The eurozone’s distrust of Greece borders on contempt. EU and imf officials will have an “enhanced and permanent” position in Greece as a surveillance mechanism. Greece’s repayments must be deposited into an escrow account three months in advance of them becoming due. But this is only a temporary measure, until Greece rewrites its constitution.
That’s right—the EU is amending the constitution of a sovereign nation. This is the amount of power the euro crisis has forced Greece to hand over. Greece’s constitution must be changed to state that debt repayments are the first priority for government spending.
And for all this, the bailout cannot possibly be sustainable. A “strictly confidential” report on Greece’s economy obtained by the Financial Times warns that even under an optimistic projection, Greece will not be able to fix its economy during the course of the three-year bailout program and will need another €50 billion.
But even the report’s worst case scenario seems wildly optimistic—forecasting that Greece’s economic will go from shrinking by an estimated 7 percent a year in 2011, to growing 2.3 percent in 2014. That’s not going to happen.
Even in the short term, the deal seems fated to fail.
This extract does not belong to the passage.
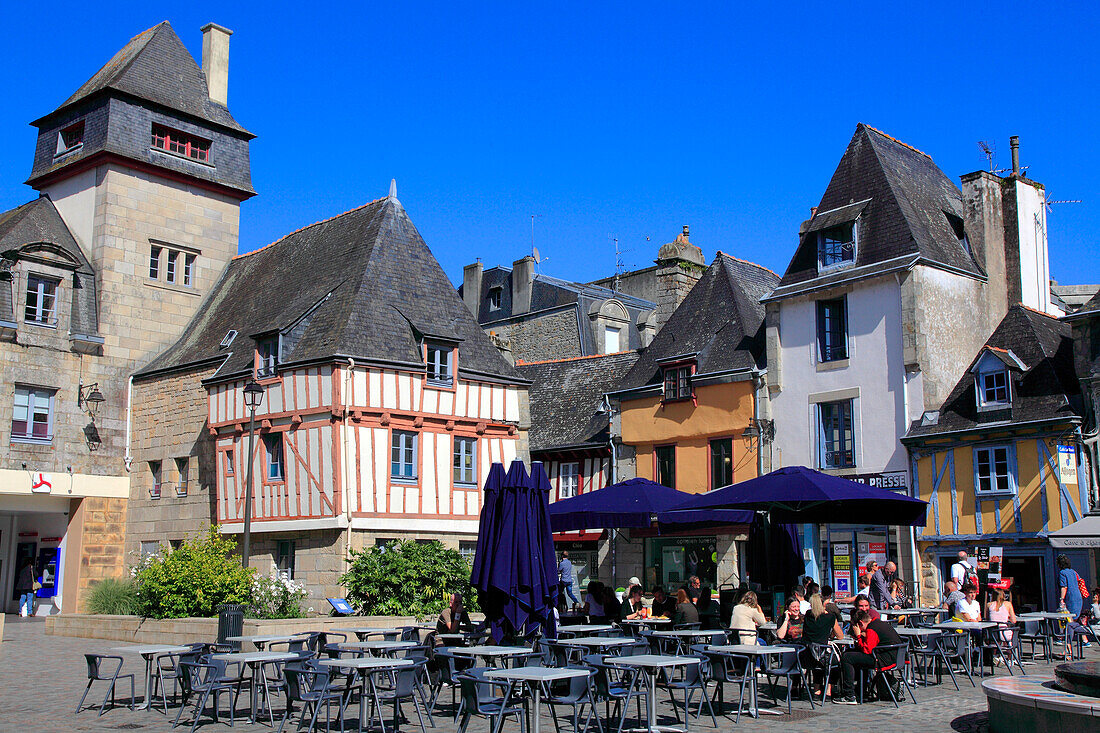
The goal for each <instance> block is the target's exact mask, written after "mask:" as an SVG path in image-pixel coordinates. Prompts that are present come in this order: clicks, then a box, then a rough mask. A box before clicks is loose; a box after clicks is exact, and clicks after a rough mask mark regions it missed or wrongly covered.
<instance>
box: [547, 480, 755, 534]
mask: <svg viewBox="0 0 1100 733" xmlns="http://www.w3.org/2000/svg"><path fill="white" fill-rule="evenodd" d="M694 495H695V494H689V493H687V492H684V491H676V490H675V489H669V488H668V486H664V485H661V484H659V483H657V482H654V481H650V480H649V479H627V480H626V481H619V482H618V483H613V484H612V485H609V486H605V488H603V489H597V490H596V491H588V492H585V493H583V494H579V495H576V496H572V497H570V499H562V500H561V501H557V502H554V503H553V504H551V505H550V524H551V526H552V527H553V530H554V532H573V530H576V529H624V528H639V527H649V526H652V524H653V521H654V518H656V519H658V522H659V524H663V525H675V524H701V523H713V524H749V523H750V522H752V512H744V511H736V510H734V511H730V510H718V511H707V512H694V513H684V514H678V515H676V516H672V515H671V514H662V513H665V512H668V510H671V508H673V507H675V506H680V505H682V504H683V503H684V502H686V501H687V500H689V499H691V497H692V496H694Z"/></svg>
It faces threats from all sides. Greece is scheduled to hold elections in April. The two parties that have signed promises to continue austerity measures have the support of only 32.5 percent of voters, according to recent polls. A newly elected government could reverse the measures and upset the bailout—if the EU lets them.
The issue of private sector involvement could also collapse the bailout. The deal assumes 95 percent of private investors will “volunteer” to accept massive losses on their holdings of Greece debt. If significantly fewer bondholders agree—as is anticipated—Greece may resort to collective action clauses, forcing bondholders to accept the same terms agreed to as the majority. The Zerohedge blog warns that the eurozone could classify this as a “Material Adverse Change,” which, under the terms of the bailout, would allow them to refuse to keep paying. This could be a loophole that would allow the eurozone to give up on the bailout.
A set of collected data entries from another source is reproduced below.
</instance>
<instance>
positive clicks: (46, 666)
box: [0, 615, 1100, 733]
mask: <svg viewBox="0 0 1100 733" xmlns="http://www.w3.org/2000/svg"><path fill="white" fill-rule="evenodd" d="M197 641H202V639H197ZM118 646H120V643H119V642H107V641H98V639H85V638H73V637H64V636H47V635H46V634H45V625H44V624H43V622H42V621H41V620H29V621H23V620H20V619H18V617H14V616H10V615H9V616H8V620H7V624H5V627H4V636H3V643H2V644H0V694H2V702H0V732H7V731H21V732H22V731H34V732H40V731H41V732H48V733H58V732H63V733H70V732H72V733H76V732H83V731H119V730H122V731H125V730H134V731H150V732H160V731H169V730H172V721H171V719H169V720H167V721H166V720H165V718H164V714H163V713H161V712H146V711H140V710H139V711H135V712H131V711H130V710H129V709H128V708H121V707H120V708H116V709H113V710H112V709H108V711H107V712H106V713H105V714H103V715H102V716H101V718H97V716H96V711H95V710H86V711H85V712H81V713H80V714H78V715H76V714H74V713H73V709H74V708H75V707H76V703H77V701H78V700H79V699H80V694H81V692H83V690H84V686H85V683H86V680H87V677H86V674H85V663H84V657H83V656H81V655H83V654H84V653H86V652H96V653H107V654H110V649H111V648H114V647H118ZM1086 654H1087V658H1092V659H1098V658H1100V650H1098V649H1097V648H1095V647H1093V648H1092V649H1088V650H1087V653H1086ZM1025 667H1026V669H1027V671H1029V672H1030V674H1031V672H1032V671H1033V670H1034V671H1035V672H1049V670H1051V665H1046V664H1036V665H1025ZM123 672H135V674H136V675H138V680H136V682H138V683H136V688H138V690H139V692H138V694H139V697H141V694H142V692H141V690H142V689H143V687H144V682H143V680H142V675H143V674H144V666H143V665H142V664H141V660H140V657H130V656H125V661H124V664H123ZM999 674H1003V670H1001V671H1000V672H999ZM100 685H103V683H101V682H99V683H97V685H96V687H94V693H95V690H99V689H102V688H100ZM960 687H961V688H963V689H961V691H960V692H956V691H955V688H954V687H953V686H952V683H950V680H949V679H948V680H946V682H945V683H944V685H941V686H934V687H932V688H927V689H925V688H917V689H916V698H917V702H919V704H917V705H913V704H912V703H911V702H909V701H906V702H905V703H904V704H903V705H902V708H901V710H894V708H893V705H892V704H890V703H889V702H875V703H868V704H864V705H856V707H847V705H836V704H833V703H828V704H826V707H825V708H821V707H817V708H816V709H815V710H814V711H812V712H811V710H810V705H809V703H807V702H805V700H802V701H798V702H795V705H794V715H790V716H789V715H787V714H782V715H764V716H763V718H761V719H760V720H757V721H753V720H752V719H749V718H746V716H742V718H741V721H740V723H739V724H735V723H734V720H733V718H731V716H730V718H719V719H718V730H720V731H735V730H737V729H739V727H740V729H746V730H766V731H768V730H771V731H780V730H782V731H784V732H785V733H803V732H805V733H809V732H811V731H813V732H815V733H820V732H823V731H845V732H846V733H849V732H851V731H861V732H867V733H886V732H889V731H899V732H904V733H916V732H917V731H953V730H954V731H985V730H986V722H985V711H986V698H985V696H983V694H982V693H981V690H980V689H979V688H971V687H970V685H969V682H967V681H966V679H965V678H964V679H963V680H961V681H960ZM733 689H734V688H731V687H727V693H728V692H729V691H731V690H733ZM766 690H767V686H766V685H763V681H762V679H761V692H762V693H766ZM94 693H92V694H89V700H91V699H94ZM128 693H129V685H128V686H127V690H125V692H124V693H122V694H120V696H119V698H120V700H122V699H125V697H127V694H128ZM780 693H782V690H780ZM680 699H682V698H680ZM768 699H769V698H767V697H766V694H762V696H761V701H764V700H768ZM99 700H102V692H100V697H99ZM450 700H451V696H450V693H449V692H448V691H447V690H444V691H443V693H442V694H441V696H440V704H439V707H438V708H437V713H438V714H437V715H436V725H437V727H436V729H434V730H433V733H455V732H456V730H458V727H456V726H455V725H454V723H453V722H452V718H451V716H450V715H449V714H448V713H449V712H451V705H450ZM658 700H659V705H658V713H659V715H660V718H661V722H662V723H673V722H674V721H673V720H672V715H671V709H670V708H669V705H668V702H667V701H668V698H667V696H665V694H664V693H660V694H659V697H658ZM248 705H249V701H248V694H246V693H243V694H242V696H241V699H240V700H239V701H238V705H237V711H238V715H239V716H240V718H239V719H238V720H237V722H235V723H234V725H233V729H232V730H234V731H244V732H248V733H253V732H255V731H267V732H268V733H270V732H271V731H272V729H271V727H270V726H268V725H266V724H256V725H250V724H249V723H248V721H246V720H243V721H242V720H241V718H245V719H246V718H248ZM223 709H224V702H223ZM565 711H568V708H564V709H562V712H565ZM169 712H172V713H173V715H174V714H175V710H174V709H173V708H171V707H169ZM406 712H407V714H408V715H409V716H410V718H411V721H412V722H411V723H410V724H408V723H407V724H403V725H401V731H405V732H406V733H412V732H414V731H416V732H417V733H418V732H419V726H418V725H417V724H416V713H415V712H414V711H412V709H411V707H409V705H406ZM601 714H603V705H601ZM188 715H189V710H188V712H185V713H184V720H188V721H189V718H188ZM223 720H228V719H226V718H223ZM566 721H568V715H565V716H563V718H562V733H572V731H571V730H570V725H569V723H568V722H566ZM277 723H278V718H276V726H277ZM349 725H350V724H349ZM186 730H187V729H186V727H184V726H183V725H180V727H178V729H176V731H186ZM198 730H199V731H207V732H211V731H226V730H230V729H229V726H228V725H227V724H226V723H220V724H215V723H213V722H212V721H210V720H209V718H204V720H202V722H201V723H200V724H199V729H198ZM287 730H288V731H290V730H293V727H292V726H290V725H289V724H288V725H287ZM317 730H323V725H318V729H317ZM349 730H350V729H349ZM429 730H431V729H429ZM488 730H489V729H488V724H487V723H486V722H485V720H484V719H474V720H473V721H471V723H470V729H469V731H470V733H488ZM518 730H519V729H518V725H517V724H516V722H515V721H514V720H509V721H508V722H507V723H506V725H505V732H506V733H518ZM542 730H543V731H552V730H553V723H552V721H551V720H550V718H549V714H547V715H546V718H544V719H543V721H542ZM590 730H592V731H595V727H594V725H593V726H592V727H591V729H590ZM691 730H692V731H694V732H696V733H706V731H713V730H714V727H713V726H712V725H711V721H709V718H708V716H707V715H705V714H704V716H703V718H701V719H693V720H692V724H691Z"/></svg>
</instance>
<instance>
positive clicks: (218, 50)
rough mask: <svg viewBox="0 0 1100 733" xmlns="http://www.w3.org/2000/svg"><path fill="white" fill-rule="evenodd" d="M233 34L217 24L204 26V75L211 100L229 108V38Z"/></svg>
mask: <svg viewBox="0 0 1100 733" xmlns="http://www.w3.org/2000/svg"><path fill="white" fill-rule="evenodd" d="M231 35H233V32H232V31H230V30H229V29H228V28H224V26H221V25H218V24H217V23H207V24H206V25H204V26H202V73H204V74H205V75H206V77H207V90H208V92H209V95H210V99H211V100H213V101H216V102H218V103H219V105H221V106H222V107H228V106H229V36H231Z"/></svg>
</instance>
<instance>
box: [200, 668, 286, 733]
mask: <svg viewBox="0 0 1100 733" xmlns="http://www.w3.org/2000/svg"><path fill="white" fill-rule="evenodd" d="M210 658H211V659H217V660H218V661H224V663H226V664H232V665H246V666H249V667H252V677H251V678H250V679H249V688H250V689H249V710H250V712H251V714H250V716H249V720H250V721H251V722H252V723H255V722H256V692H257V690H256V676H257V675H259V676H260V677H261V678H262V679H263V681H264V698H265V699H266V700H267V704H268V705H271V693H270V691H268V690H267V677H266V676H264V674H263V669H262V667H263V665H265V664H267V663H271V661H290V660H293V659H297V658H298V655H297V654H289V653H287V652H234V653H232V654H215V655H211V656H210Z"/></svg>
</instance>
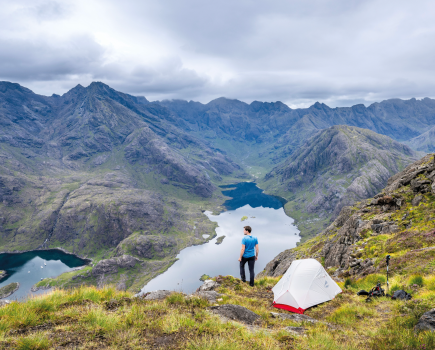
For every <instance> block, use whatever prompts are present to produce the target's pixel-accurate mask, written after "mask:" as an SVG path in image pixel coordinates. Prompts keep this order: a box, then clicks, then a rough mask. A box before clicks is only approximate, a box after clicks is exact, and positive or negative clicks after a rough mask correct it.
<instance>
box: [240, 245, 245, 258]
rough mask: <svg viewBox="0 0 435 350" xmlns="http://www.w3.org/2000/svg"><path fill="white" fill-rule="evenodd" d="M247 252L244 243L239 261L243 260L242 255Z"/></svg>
mask: <svg viewBox="0 0 435 350" xmlns="http://www.w3.org/2000/svg"><path fill="white" fill-rule="evenodd" d="M244 252H245V245H244V244H242V250H241V251H240V258H239V261H242V256H243V253H244Z"/></svg>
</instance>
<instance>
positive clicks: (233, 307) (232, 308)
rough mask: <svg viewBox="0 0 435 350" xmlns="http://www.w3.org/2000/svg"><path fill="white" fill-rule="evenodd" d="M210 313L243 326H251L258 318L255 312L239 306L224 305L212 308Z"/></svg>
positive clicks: (213, 306)
mask: <svg viewBox="0 0 435 350" xmlns="http://www.w3.org/2000/svg"><path fill="white" fill-rule="evenodd" d="M210 310H211V312H213V313H215V314H217V315H219V316H222V317H224V318H226V319H230V320H234V321H239V322H242V323H245V324H253V323H254V322H255V321H257V320H258V319H259V318H260V316H259V315H257V314H256V313H255V312H252V311H251V310H249V309H247V308H246V307H243V306H240V305H231V304H225V305H220V306H212V307H211V308H210Z"/></svg>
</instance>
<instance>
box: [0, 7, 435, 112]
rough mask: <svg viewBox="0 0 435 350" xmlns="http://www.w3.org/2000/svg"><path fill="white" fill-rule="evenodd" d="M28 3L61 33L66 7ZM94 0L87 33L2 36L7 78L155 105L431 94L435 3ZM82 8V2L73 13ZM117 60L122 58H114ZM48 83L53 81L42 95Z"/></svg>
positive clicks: (433, 49)
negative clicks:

Each nation also needs to approve the bailout, with several national parliaments having to vote on it. This could throw in some hiccups.
Sooner or later the bailout will fail. The general consensus from commentators seems to be that the bailout is a short-term measure that buys the EU some more time to prepare a grand plan before Greece is forced out of the euro entirely.
The crisis was designed as a vehicle to give power to Germany. It has already forced Greece, Portugal and Ireland to surrender major powers to the EU. It has pushed European leaders to begin consolidating the divided nations of the eurozone into a superstate.
Around this time last year, Trumpet editor in chief Gerald Flurry wrote: “Germany will use this crisis to force Europe to unite more tightly. In the process, some eurozone countries will be forced out of the union. When that happens, the pundits will say European unification is dead, that the European Union has failed. Don’t listen to them!”
Greece’s new bailout program is part of that very process. It buys some time for the euro elites to sort our their plans for a united superstate. This bailout solves none of the major issues facing Europe. That solution will come later—and it will involve a European superstate.